Compared with flow cytometry, a high-speed DNA-decoding technology known as high-throughput sequencing was able to identify minimal residual disease in nearly twice as many persons with leukemia.

Flow cytometry counts the number of cells with cancer-specific protein markers on their surface. In the United States, it is considered the gold standard for detecting minimal residual disease, a major predictor of cancer relapse characterized by a small number of cancer cells that survive treatment and persist in patients.

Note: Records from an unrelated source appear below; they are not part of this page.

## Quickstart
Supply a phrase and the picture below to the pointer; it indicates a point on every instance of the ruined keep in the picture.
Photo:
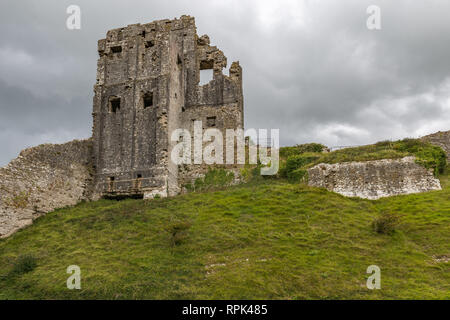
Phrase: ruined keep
(147, 86)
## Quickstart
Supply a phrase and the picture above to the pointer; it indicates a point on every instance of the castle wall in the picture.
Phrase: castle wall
(132, 144)
(440, 139)
(373, 179)
(42, 179)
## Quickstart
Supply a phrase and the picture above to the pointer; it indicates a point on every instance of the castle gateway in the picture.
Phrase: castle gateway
(147, 86)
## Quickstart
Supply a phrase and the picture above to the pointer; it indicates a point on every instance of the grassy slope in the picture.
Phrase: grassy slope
(266, 240)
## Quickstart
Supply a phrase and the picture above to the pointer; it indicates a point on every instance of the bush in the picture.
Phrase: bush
(24, 264)
(386, 223)
(286, 152)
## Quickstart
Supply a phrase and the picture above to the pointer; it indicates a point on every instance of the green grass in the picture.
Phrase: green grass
(294, 161)
(263, 240)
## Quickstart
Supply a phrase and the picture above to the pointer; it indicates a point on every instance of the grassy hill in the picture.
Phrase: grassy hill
(267, 239)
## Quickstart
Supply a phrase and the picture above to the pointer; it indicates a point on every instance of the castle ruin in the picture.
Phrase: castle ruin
(147, 86)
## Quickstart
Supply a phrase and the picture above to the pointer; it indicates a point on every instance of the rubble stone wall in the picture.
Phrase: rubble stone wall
(42, 179)
(374, 179)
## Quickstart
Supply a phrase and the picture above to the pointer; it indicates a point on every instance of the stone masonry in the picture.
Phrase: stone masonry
(147, 86)
(440, 139)
(42, 179)
(374, 179)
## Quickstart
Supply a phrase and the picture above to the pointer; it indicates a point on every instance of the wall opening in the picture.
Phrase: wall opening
(211, 121)
(206, 76)
(206, 71)
(111, 184)
(116, 49)
(148, 100)
(114, 104)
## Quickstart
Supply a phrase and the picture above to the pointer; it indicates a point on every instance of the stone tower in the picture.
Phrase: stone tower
(147, 86)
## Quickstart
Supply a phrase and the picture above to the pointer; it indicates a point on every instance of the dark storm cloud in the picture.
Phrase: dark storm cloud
(311, 68)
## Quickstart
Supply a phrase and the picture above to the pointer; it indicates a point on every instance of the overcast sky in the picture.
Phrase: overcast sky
(310, 68)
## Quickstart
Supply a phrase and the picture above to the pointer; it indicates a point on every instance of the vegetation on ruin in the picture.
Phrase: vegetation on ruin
(294, 161)
(266, 239)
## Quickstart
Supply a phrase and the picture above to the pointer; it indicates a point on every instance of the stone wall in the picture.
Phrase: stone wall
(373, 179)
(440, 139)
(42, 179)
(148, 86)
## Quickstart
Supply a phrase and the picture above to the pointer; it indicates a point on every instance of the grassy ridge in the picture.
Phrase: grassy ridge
(267, 239)
(294, 161)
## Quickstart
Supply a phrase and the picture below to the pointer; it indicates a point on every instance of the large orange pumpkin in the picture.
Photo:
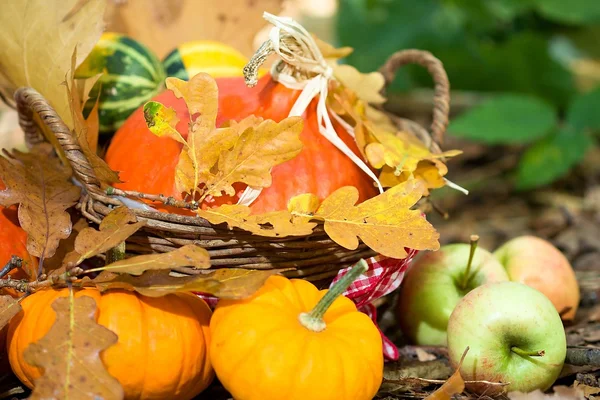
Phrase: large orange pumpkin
(13, 242)
(147, 163)
(162, 352)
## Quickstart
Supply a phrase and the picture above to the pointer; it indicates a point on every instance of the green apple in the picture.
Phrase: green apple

Now, a clinical trial has found high-throughput sequencing, which can determine thousands or millions of sequences of nucleotides along strands of DNA, to be at least 20 times more sensitive than flow cytometry in detecting minimal residual disease. In addition, high-throughput sequencing is highly automated and therefore less vulnerable to operator error and less time-consuming than flow cytometry.


Continue Reading

For the study, Harlan Robins, PhD, of the Fred Hutchinson Cancer Research Center in Seattle, Washington, and colleagues assessed minimal residual disease at posttreatment day 29 in 43 patients with acute T lymphoblastic leukemia. The investigators reported in Science Translational Medicine (2012;4[134]:134ra63) that high-throughput sequencing picked up minimal residual disease in 22 patients, compared with 12 patients for flow cytometry.

Patients whose cancer recurrence is detected early could be treated sooner, increasing their chance for survival. Eventually, high-throughput sequencing might even allow for much earlier diagnosing of leukemia and lymphoma than is currently possible.